As the satisfying hum of electricity surges through your home, lights are restored, and you can finally resume regular household programming. So you reach into the fridge to grab a celebratory snack, and to take out that meat you were planning to cook for dinner.
But as you toss that defrosted slab in the sink, you smell something a little funky. Sure, it was great that the power outage thawed out your main ingredient for you, but did it do more than just that? Probably.
Before you prepare, cook, or eat the food in your fridge after an extended power outage, here are some expert tips to help you determine whether they’re ripe for eating or better left in the trash.
When in Doubt, Throw It Out
As a general rule, any food that makes you raise a brow should be thrown out instead of being given the benefit of the doubt.
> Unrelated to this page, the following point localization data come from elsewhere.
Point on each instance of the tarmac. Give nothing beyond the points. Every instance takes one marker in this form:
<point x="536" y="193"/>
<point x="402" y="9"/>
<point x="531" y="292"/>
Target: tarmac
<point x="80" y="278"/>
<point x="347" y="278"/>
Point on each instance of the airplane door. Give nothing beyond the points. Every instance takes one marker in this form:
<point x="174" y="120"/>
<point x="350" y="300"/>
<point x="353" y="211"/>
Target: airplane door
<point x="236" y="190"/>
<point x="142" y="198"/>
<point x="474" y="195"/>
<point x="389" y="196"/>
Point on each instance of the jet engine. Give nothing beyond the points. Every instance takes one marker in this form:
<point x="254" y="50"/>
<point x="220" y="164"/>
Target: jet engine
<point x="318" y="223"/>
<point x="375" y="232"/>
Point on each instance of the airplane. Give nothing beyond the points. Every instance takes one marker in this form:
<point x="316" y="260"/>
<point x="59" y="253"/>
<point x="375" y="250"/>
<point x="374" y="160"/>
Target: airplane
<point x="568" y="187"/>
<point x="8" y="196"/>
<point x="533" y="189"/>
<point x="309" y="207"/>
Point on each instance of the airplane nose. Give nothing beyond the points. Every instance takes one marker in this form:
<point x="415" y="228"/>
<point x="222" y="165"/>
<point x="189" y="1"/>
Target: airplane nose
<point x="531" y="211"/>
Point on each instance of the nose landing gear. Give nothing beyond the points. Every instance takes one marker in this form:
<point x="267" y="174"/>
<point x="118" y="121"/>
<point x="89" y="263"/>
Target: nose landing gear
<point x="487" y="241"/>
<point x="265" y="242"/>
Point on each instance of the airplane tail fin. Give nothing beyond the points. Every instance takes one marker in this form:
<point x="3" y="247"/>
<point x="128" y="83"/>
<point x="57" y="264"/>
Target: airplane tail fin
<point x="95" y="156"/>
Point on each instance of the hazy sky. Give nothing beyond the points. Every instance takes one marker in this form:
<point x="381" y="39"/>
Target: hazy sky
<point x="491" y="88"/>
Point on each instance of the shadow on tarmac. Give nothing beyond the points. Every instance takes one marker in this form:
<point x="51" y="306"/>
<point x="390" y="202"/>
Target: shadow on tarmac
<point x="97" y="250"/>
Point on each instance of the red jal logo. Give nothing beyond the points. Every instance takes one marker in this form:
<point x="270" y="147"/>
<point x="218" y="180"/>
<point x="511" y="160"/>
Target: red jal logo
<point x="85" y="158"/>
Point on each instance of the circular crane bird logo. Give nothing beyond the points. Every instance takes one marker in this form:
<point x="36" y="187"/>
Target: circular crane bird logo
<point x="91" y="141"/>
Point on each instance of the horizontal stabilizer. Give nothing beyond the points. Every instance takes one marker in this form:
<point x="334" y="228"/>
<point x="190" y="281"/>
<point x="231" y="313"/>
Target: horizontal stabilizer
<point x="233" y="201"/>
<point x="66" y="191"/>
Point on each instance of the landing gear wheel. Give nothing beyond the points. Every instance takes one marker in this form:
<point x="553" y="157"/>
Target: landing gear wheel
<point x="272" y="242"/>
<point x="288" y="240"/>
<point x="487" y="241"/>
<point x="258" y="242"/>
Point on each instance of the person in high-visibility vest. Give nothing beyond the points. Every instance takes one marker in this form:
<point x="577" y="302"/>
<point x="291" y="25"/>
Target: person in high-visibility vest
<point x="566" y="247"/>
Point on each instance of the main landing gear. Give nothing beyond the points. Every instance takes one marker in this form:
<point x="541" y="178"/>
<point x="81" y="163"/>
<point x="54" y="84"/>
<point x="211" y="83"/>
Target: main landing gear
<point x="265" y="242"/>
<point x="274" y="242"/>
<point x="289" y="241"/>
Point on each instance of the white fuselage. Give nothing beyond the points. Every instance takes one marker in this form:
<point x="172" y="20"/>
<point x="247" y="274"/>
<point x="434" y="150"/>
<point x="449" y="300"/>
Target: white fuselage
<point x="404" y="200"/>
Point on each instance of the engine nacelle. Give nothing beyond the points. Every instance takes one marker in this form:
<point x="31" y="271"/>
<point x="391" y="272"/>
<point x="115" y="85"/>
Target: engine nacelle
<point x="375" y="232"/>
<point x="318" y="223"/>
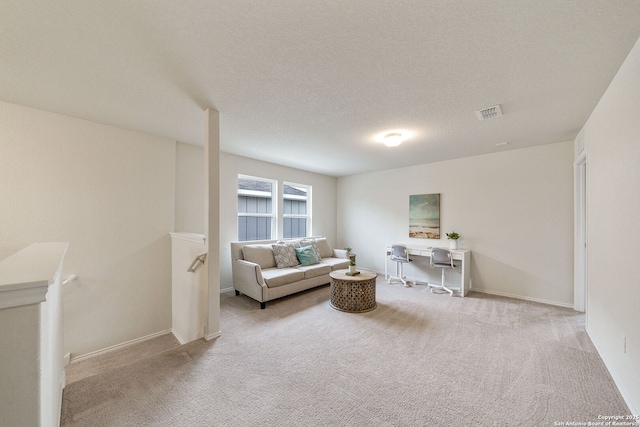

Food spoilage after a power outage can be really tricky to determine, and there is no way to know for sure. So if a specific item just gives you that gut feeling, it might be your tummy telling you to steer clear of a potential upset.
Similarly, experts also recommend that you avoid tasting food to find out whether or not it’s still ‘safe’ to eat. Taste can be deceiving, and food that seems relatively funky-flavor free can still have bacterial colonies growing all over it.
Maximizing Food Safety
So what exactly can you do to separate the questionable from the consumable? Experts recommend using a food thermometer. Insert that baby into your item of choice and find out whether it’s still good to eat. Foods that maintain an internal temperature of 41 degrees F should still be suitable for consumption. Anything warmer than that might have to be tossed.
It also helps to time the power outage. Food that’s kept in a fridge or freezer for 4 to 6 hours without electricity might still be viable. Any longer than that and their viability starts to spoil. Plus, during an outage, it helps to keep the fridge shut. This helps prevent introducing warmth into the compartment, preserving food longer. So, no opening and closing the fridge to ease away your boredom – you already know what’s in there anyway.
Finally, any food that doesn’t meet the boundaries of viability mentioned above, just toss it out. It’s always better to play it safe, especially if there are kids in the house. If you find that you have to discard everything and restock, don’t stuff your fridge right away.
Clean it out and make sure there isn’t any food residue left on its surfaces. Use a food-safe disinfectant to wipe walls and shelves in the fridge to protect new food from old bacteria. Oh, and make sure your refrigerator cools up before you stock it up with fresh items. It should be at least 41 degrees F before you start packing those shelves once more.